More than half (54 percent) would be willing to work longer hours, and more than a third (37 percent) would be willing to change jobs or industries. Meanwhile, more than a quarter (27 percent) said they would be willing to come to their office or job location more days or work fully in person.
– ISS recommended Nike shareholders vote for a proposal calling on the company to disclose more data on pay equity for female and minority employees, Reuters reported. Arjuna Capital, a regular submitter of shareholder resolutions, filed the proposal with the SEC in late July. The firm asked Nike for an annual report on median earnings gaps for female and minority employees, stating that the report should include the company’s associated wage policy and ‘risks related to recruiting and retaining diverse talent’.
In a report published ahead of Nike’s September 12 AGM, ISS wrote that the proposal would allow investors to ‘compare and measure the progress of the company’s diversity and inclusion initiatives.’ The advisory firm previously recommended against a similar proposal filed by Arjuna in 2021.
Nike did not immediately respond to a request for comment, but the company’s board of directors is recommending that shareholders vote against the proposal, according to its annual report. The board stated that the company’s disclosures and annual impact report ‘provide our shareholders with more relevant information about Nike’s pay equity and increasing diversity, equity and inclusion at all levels of the company than the requested measure.’ Glass Lewis also recommended voting against the proposal on Wednesday.
– The Guardian reported that, according to a new report from the Institute for Policy Studies, the CEOs of the top 100 companies paying the lowest wages made an average of $601 for every $1 earned by the average worker last year. The report singles out the 100 companies in the S&P 500 that pay their workers the least. These companies paid their employees – including workers outside the US and part-time workers – a median wage of $31,672 in 2022, while their CEOs took home an average $15.3 mn. Of these companies, 90 conducted stock buybacks, spending a collective $341.2 bn buying their own shares from January 2020 to May 2023.

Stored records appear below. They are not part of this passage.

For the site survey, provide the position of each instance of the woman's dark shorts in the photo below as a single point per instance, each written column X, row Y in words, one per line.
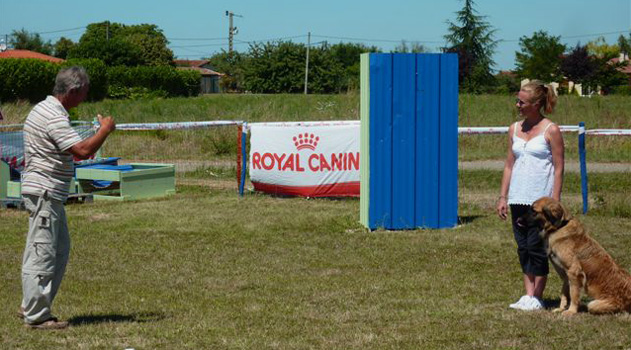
column 530, row 249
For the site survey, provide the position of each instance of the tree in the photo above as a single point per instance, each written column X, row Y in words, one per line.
column 540, row 57
column 119, row 44
column 275, row 67
column 624, row 44
column 472, row 39
column 62, row 47
column 348, row 56
column 607, row 76
column 23, row 40
column 232, row 66
column 578, row 66
column 601, row 49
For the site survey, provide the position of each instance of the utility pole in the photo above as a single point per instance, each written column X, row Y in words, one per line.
column 232, row 30
column 307, row 63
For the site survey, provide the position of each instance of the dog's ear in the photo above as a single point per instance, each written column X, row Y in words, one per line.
column 556, row 214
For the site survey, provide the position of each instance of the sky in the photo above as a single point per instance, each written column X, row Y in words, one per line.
column 198, row 29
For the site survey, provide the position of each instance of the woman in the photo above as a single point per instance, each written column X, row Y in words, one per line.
column 533, row 169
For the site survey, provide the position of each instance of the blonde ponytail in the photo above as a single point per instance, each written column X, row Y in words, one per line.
column 541, row 93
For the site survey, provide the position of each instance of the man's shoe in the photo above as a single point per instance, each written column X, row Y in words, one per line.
column 520, row 303
column 51, row 324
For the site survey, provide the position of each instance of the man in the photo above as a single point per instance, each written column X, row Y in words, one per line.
column 49, row 146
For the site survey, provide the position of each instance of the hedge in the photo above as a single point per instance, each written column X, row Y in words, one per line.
column 154, row 81
column 26, row 79
column 33, row 80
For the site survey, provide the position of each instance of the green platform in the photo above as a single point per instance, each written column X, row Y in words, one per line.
column 146, row 180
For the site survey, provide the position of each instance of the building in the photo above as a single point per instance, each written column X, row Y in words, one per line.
column 209, row 83
column 626, row 68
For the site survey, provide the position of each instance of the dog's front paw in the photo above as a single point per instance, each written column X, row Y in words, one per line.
column 569, row 313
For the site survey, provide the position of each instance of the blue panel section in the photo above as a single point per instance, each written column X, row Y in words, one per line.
column 427, row 145
column 403, row 140
column 380, row 206
column 448, row 186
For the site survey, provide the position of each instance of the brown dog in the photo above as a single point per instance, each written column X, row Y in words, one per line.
column 580, row 261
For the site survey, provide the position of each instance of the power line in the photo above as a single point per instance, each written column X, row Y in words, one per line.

‘This is really hard data that reinforces the major story in corporate America: instead of investing in their workforce or investment to be competitive in the long term, they’ve been putting out huge sums to enrich their CEOs and their shareholders,’ said Sarah Anderson, the report’s lead author. ‘These are sums workers at these companies could not even wrap their minds around.’
– According to Reuters, Google’s general counsel Halimah DeLaine Prado has told the US Patent and Trademark Office (USPTO) that proposed changes to a tribunal that hears challenges to patent validity could harm developers and stifle innovation in artificial intelligence (AI). DeLaine Prado said in a letter that the changes would make it more difficult to challenge patents at the USPTO’s Patent Trial and Appeal Board and could allow for low-quality AI patents that ‘block and bottleneck innovation for years’.
DeLaine Prado asked the USPTO to withdraw the proposed changes, create an initiative to train patent examiners on AI technology and fund it with increased fees from large companies such as Google. The office said in April that it was considering several changes to appeal proceedings, including new limits on who can file review petitions and tightened standards for granting review requests.